El caballero legionario fue inmortalizado por un fotógrafo de Efe cuando llevaba en volandas por las calles de Málaga a un tal Cristo de la Buena Muerte -la obsesión particular de este cuerpo militar-. Qué pintan todavía juntos militares y curas es algo que mejor conviene no preguntarse. 


La Iglesia católica, tan celosa en cuestiones de relaciones prematrimoniales, lleva décadas haciendo la vista gorda pese a que los ‘novios de la muerte’ viven en permanente concubinato con su prometida, sin decidirse nunca a pasar por la vicaría. Y mira que estos noviazgos tan largos acaban generando una cierta podredumbre.


Lo peor de la imagen legionaria es que puedes eliminar la esvástica mediante programas informáticos, tal cual ha hecho algún periódico, sin que el sabor a establo y halitosis que emana de la fotografía disminuya un ápice, será quizás que forma parte de su esencia.
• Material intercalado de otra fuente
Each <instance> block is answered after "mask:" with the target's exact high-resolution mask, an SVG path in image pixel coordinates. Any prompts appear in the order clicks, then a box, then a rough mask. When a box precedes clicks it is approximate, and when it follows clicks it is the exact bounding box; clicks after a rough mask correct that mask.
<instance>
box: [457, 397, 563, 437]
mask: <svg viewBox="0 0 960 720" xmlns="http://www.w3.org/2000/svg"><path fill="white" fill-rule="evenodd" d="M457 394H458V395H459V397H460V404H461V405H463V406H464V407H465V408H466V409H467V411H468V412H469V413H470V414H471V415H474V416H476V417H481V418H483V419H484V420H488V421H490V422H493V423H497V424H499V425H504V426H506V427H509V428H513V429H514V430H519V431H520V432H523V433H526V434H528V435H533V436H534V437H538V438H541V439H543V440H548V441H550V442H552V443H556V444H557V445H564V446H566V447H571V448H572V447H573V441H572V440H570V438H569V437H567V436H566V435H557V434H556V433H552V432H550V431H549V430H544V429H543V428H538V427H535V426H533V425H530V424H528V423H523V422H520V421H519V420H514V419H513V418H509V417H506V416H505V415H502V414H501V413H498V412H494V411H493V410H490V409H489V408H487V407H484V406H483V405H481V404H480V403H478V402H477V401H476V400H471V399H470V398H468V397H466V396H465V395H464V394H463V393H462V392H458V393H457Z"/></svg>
Por otra parte, dentro de la lógica que encierran las teorías sobre sociedades enfermas y demás, cabe especular infinitamente en torno la amplia red de complicidades que teje entre la tropa -desde sus compañeros a sus mandos oficiales- la presencia de un sujeto decorado con la parafernalia nazi.


A modo de aproximación, baste imaginar qué páginas de gloria periodística alumbraría el descubrimiento de que un tamborrero donostiarra fuera sorprendido con un tatuaje del hacha y la serpiente, así fue en los glúteos. Qué magníficas teorías alumbraría sobre el papel de las ikastolas, de las fiestas populares, de las sociedades gastronómicas y hasta de las atracciones de feria en los complejos procesos que acompañan la perpetuación de la violencia. 


Y ya puestos a dar otra vuelta de tuerca a nuestra calenturienta imaginación, hay que juguetear soñando con las lecciones democráticas nos serían despiadadamente impartidas si un tatuaje similar apareciera en el brazo de un portador de, qué sé yo, la virgen de Begoña o cualquier otro emblema de eso que llaman “la Iglesia vasca”.